As the made-up bête noire of the United States government since the folks in charge of the nation’s ill-thought and largely ineffective alcohol prohibition law entered into its death throes in the early 1930s and finally breathed its last thanks to the passage in 1933 of the Twenty-first Amendment to the United States Constitution discovered that they would be out of jobs unless they could redirect the juggernaut they  had created to fight “the demon rum,” plants of the Genus Cannabis have been the focus of equally ill-thought federal programs of prohibition.

Dubbed “marijuana” as part of the media blitz undertaken by Harry Anslinger of the U.S. Treasury Department that drew heavily upon racism and xenophobia to create the incorrect impression that innocent (white) Americans were being lured into getting high and subsequently throwing themselves out of windows by “pushers” and “dope fiends,” the wasteful madness continued well into the following century. Finally, in 2012, the states of Washington and Colorado legalized Cannabis for recreational use by adults, opening the door for dozens more states to do likewise. However for those like Prof. Bradley J. Borougerdi who know the much deeper history of the plant and its use by humans, the past century of foolishness surrounding it is but small fraction of its fascinating full and multi-faceted story.

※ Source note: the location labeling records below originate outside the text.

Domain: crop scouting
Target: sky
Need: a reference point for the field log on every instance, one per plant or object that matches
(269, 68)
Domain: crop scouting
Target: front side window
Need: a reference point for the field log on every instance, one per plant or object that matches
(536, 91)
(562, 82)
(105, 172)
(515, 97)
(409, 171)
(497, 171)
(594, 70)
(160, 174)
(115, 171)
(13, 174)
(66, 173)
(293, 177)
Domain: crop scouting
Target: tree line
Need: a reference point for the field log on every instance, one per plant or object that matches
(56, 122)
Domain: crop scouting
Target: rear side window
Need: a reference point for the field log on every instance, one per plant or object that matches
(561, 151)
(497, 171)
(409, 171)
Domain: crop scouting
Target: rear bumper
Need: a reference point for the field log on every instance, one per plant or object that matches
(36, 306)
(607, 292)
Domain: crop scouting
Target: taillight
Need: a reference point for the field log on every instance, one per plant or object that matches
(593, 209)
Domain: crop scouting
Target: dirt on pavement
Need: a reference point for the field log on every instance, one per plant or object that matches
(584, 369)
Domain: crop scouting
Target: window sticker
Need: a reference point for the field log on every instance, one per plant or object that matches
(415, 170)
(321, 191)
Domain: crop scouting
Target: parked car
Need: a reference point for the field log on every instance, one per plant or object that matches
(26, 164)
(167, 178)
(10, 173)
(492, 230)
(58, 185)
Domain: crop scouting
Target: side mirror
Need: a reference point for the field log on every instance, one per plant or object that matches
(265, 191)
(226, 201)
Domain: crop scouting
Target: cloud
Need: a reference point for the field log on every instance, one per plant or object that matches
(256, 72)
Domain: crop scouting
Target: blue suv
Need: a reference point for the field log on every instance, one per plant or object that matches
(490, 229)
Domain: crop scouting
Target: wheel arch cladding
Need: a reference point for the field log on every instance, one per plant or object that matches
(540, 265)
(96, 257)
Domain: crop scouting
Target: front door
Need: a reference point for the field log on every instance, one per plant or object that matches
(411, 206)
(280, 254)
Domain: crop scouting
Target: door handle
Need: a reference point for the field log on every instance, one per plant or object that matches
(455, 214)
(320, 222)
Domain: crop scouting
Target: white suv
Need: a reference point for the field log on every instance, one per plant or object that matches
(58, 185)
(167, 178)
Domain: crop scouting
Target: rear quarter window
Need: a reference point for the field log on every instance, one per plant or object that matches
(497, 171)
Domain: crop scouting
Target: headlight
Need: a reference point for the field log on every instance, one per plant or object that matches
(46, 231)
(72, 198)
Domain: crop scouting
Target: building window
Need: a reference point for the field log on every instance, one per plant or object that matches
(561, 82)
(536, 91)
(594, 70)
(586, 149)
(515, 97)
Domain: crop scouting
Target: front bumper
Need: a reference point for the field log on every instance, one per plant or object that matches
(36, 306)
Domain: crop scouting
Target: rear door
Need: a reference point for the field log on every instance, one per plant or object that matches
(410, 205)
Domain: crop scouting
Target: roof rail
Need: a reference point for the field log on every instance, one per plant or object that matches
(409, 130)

In his recently published book Cannabis; A Global History, Prof. Borougerdi presents his readers with the remarkable, complex, millennia-spanning history of how humans discovered, investigated, cultivated, employed, cherished, and even worshiped with species of Cannabis plants. Far from being ignited and inhaled, he explains how parts of the C. indica and C. sativa plants have more commonly been consumed, drunk, and applied as topical ointments for reasons that have more often been culinary, medicinal, and spiritual than recreational. Thus it is indeed quite appropriate, and not just a bit deliciously ironic, that this very informative book is included in the publisher’s Edible series in which each volume explores particular items or categories of food and drink.